Ocurre además que si a todo depresivo le atormenta sentirse desgraciado sin saber por qué, esta especie de tormento toma una mayor fuerza cuando el sujeto se encuentra instalado en una situación próspera y feliz y por ello vive más profundamente aquella contradicción. Desdichas de la fortuna es el evocador título de una obra teatral de los hermanos Manuel y Antonio Machado, que nos pone en guardia desde la creación literaria ante la llegada de la fortuna, a causa de la presencia del personaje desmán en su cortejo de incidencias.
Hay que contar además en este sector causal con la intervención de ciertos elementos del espacio y del tiempo que, dotados de especial significación, pueden actuar como la llave para abrir las compuertas del estado depresivo. En el contexto espacial pueden intervenir el lugar de residencia, una habitación, una impresión sensorial, y con mucha mayor fuerza el cambio de trabajo o la inmigración. En el marco del tiempo puede ser la clave efectiva de la depresión un aniversario de nacimiento, muerte o boda o una fiesta religiosa, sobre todo las Navidades o la Semana Santa.
Las dos modalidades de personalidad más vulnerables para la depresión situativa son la personalidad obsesivo-compulsiva o personalidad anancástica y la personalidad de organización límite.

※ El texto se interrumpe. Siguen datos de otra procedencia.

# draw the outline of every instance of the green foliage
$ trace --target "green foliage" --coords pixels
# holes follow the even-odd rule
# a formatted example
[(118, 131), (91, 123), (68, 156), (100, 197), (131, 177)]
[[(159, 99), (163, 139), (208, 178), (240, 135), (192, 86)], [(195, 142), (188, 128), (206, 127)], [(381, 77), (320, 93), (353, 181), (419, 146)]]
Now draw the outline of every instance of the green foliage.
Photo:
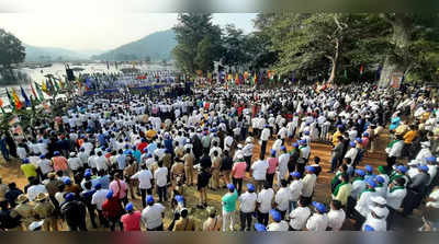
[(0, 65), (4, 68), (12, 63), (19, 63), (26, 56), (24, 47), (19, 38), (0, 28)]
[(177, 67), (189, 74), (212, 70), (223, 49), (222, 31), (212, 24), (212, 14), (182, 13), (178, 20), (173, 27), (178, 45), (172, 50)]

La personalidad obsesiva es fácilmente captable por introducirse en su conducta habitual rasgos que denotan perfeccionismo, puritanismo, ansia de puntualidad, meticulosidad y afán de limpieza. Por su parte, la personalidad límite se deja identificar directamente por una integración unitaria débil y, sobre todo, por la dificultad para cultivar y mantener relaciones afectuosas con otras personas.
Sus episodios de descompensación con sintomatología polimorfa, en la que ocupa un lugar destacado el estado depresivo, son otra pieza para efectuar la detección de esta personalidad. En tanto que la personalidad anancástica predomina en la población masculina, la personalidad límite se acumula en las mujeres en una proporción de tres a uno.
Las patologías médicas
En la producción de las depresiones somatógenas, pueden intervenir trastornos médicos generales, trastornos orgánicos cerebrales y la administración de medicamentos o drogas (Figura 11).

Figura 11: Las cuatro modalidades de depresión somatógena
Los trastornos médicos generales más depresógenos son el fracaso renal avanzado, el posinfarto de miocardio, el cáncer, el sida y las afecciones endocrinas. Los datos cuantitativos son muy variables según las muestras de población tomadas, pero con un valor siempre por lo alto: los enfermos de las cuatro primeras clases mencionadas son afectados por la depresión en una proporción entre el 20 y el 50 por ciento. Los trastornos endocrinos que guardan una mayor relación causal con la depresión son los de la hipófisis, el tiroides y las cápsulas suprarrenales.
La mayor parte de los trastornos orgánicos cerebrales se acompañan de depresión con alta frecuencia. Así ocurre con la enfermedad de Parkinson, los traumatismos craneoencefálicos y un largo etcétera.
Los medicamentos más depresógenos se hallan distribuidos en psicofármacos y fármacos de otras familias. Entre los psicofármacos los que encierran una mayor acción depresógena se encuentran en la familia de las benzodiazepinas, lo que no deja de llamar la atención, puesto que hay algunos médicos que siguen utilizando estos fármacos -naturalmente con escaso éxito- en el tratamiento de los enfermos depresivos. En las otras series farmacológicas se distinguen por su acción depresógena los contraceptivos, los inhibidores del apetito y los antihipertensivos centrales. Hay una amplia gama de medicamentos que no se libran de facilitar la instauración de un estado depresivo, sobre todo en individuos con este tipo de antecedentes. Uno de los últimos desenmascarados en este sentido es el Interferon A, utilizado como tratamiento de algunas hepatitis crónicas activas, ciertas neoplasias y diversos procesos patológicos de la autoinmunidad.
Es rara la existencia de una droga que no determine un estado depresivo con cierta frecuencia. El alcohol etílico, la cocaína y los productos cannábicos son las sustancias responsables de la mayor parte de las depresiones adictivas. La excepción en este sentido es el tabaco, del que sólo puede darse por confirmado el ejercicio de una acción agravante de la depresión, a causa de sus efectos colinérgicos.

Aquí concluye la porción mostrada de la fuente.